Forum Moderators: goodroi

Message Too Old, No Replies

how to disallow spider to index one of my subdomain' files?

         

peony

8:09 am on Apr 4, 2006 (gmt 0)

10+ Year Member



Where should I put the robots.txt, root directory, or subdomain root directory?
How to write robots.txt to stop search engine to index one of my subdomain files?

Pfui

7:14 pm on Apr 4, 2006 (gmt 0)

WebmasterWorld Senior Member 10+ Year Member Top Contributors Of The Month



Your root directory.

In a nutshell...

Make a new file in a text editor, place the following two lines in it, and save it as "robots.txt". Just these two lines, just like this:

User-agent: *
Disallow: /

That tells robots heeding robots.txt: "Keep Out"

Upload your "robots.txt" file as plain text and put it in your top level or root directory (/public_html or whatever).

I'm not quite sure what you mean by "stop search engine to index one of my subdomain files" but here are examples of completely disallowed directories:

User-agent: *
Disallow: /cgi-bin
Disallow: /includes
Disallow: /private

And here's an example of a disallowed file in a directory:

User-agent: *
Disallow: /messageboard/welcome.html

One reminder: A LOT of 'reputable' search engines do NOT heed robots.txt so if the file you don't want SEs to read is more private than not, robots.txt is not the best way to protect it from prying eyes.

peony

9:53 am on Apr 5, 2006 (gmt 0)

10+ Year Member



But what are good methods to stop that.
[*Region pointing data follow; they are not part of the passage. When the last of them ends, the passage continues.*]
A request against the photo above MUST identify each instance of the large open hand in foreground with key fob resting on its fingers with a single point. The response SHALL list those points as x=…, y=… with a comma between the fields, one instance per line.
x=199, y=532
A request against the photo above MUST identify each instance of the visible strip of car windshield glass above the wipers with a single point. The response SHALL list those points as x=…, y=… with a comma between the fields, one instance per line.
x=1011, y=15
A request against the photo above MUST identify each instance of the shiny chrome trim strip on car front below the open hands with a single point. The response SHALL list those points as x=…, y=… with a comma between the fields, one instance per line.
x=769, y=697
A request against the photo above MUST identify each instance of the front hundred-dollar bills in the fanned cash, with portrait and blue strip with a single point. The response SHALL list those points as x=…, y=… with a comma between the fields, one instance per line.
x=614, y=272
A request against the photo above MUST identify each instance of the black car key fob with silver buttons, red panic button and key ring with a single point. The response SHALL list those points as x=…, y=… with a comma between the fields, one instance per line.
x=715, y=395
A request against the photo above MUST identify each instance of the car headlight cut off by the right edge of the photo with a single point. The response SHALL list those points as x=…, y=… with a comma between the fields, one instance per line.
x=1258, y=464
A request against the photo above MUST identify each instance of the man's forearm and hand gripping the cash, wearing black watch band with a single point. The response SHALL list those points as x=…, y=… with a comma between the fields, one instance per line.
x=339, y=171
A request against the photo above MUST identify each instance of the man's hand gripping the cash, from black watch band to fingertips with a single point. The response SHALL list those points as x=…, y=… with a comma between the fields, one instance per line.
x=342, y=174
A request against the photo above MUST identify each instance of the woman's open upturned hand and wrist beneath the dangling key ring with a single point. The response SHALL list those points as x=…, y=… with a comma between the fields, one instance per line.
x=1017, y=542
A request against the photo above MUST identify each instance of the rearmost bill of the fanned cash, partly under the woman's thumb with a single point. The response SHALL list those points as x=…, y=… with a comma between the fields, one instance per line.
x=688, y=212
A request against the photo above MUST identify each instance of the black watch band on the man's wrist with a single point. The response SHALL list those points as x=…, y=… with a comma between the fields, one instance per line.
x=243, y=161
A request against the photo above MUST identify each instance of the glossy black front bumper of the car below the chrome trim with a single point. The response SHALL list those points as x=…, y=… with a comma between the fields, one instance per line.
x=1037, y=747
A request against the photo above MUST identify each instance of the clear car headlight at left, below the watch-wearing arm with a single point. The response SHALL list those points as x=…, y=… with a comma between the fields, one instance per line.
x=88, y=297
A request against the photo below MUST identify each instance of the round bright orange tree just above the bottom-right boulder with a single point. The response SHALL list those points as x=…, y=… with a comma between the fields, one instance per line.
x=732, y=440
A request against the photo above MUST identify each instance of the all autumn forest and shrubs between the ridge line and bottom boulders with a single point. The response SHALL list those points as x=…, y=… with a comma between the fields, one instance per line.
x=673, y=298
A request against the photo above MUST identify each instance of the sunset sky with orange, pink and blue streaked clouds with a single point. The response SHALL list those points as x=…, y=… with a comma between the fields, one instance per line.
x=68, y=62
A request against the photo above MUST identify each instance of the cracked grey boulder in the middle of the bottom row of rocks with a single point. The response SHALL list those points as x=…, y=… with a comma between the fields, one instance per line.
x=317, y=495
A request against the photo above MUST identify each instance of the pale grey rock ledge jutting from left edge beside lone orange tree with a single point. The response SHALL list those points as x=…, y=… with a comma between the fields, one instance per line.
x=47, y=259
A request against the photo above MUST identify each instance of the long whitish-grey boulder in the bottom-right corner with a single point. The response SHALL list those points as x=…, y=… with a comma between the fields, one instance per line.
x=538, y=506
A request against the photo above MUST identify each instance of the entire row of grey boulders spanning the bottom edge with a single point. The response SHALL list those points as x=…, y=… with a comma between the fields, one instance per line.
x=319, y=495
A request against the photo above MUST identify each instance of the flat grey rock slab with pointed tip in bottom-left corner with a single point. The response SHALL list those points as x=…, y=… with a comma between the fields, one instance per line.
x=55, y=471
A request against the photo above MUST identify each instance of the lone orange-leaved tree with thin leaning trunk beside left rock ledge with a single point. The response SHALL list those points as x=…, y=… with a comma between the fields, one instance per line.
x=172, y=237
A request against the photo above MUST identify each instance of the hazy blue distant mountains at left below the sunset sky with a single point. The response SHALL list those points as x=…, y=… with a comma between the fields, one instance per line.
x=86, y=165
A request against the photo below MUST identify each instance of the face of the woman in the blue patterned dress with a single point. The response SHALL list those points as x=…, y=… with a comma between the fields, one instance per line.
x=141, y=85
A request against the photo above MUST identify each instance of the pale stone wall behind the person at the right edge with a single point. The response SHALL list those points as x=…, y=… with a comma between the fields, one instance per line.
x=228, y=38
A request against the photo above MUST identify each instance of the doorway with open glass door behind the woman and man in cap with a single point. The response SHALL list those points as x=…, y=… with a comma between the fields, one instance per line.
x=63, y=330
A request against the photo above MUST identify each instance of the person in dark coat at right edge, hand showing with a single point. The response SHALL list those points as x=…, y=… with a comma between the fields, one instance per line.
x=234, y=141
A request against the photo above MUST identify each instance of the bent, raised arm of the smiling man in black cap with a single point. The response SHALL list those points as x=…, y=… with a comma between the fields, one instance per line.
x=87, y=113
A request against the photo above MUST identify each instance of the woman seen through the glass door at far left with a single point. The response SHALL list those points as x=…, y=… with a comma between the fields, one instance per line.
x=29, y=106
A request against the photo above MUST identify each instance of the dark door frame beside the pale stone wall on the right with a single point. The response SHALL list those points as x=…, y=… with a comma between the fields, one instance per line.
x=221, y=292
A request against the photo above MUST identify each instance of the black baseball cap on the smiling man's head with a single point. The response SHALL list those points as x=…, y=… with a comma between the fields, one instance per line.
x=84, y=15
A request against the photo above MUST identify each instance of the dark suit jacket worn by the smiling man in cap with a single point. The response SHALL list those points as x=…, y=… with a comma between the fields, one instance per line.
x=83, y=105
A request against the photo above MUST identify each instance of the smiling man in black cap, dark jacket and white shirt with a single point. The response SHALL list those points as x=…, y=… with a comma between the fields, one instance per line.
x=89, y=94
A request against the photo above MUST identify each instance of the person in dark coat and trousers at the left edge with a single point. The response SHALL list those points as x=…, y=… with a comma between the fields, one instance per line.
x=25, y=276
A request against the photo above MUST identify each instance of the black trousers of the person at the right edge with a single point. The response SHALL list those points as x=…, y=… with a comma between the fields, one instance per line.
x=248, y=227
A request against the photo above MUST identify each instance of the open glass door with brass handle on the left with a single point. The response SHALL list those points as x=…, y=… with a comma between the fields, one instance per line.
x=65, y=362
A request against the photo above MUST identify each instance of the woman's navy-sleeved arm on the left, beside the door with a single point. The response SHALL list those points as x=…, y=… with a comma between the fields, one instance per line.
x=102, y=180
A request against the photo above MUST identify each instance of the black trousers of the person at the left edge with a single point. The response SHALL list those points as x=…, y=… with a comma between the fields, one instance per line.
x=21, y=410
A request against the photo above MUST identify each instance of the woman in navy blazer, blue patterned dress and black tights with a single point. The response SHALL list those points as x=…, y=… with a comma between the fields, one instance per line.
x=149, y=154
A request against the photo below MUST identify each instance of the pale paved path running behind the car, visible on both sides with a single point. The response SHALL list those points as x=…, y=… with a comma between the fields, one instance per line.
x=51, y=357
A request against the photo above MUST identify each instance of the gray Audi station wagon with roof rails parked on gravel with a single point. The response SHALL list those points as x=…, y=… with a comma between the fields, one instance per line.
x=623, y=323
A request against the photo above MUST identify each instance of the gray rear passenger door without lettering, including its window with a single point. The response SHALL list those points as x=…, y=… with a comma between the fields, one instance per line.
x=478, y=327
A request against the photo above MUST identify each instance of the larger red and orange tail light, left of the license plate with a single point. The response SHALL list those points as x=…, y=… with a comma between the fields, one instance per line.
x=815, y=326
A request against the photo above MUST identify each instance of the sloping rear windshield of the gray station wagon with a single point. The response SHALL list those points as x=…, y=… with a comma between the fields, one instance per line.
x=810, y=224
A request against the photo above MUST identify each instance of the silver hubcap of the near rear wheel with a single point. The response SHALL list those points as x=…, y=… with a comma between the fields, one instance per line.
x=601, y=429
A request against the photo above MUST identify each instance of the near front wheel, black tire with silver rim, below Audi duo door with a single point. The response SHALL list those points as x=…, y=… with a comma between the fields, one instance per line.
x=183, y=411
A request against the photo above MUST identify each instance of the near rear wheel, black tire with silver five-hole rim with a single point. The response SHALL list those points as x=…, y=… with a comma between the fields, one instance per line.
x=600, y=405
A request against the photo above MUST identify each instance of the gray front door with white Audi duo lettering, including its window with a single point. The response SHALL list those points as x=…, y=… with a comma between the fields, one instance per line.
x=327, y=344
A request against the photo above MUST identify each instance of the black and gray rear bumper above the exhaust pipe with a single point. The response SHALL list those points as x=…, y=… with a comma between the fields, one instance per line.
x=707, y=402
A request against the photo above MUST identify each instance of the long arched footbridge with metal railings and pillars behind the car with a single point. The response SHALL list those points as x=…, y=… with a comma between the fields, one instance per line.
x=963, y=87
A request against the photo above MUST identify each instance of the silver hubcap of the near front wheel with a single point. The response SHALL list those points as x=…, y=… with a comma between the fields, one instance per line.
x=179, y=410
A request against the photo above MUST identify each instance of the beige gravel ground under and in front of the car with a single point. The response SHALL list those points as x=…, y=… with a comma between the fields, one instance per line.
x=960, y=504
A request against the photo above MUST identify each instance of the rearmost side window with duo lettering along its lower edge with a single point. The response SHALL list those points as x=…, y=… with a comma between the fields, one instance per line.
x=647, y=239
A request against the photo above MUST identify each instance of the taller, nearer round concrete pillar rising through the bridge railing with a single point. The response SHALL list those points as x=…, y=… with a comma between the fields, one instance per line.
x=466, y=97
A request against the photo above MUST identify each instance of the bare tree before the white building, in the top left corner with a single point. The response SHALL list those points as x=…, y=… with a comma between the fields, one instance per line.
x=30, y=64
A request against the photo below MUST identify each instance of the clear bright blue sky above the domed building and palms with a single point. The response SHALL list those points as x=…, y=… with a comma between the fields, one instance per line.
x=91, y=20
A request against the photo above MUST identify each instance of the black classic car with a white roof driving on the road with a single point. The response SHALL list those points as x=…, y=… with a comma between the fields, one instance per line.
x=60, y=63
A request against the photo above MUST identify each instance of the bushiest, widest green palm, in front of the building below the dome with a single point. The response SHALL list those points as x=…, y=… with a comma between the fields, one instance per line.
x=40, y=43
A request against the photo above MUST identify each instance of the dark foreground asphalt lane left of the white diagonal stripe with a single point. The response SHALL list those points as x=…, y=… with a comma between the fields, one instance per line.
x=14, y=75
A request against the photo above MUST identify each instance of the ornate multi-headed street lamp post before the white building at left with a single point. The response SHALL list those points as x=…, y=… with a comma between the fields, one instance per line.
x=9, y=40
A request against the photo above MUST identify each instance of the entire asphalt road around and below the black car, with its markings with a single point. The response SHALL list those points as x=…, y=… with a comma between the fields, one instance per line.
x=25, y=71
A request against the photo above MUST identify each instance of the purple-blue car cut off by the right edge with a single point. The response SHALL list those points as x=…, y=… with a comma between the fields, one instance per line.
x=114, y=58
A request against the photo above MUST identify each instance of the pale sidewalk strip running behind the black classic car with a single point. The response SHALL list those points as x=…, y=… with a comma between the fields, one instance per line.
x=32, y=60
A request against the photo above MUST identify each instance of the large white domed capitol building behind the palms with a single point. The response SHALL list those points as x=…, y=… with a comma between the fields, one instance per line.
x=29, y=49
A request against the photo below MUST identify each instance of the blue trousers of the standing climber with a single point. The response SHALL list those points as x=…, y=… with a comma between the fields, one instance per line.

My site has duplicate content.

One reminder: A LOT of 'reputable' search engines do NOT heed robots.txt so if the file you don't want SEs to read is more private than not, robots.txt is not the best way to protect it from prying eyes.

Pfui

7:44 pm on Apr 5, 2006 (gmt 0)

WebmasterWorld Senior Member 10+ Year Member Top Contributors Of The Month



I wish the answer to 'how to stop that' -- how to stop intrusive/aggressive bots, spiders, crawlers, whatevers -- was a simple one, and easy to implement. But repelling rogue robots can be both time-consuming and tedious... and best-suited for the obsessive-compulsive amongst us:)

That said, deflecting unwanted automatons initially depends on your server software (and what your ISP allows). For example, if your server runs Apache, there are things you can do (with .htaccess, with mod_rewrite, etc.) based on User-agent, Host name and/or IP address. Check Jim Morgan's superb help/how-tos in his Apache Web Server [webmasterworld.com] forum. The details can be tricky as heck, but extremely effective.

(I run Apache so if you're on a Windows box, I reckon there's a forum around here for that, too.)

As far as duplicate content goes, Googlebot heeds robots.txt, as does msnbot. That they do won't completely protect you against problems but might help you decide where to place your robots.txt disallows. For specific Google info, see the numerous forums in The Google World [webmasterworld.com] category.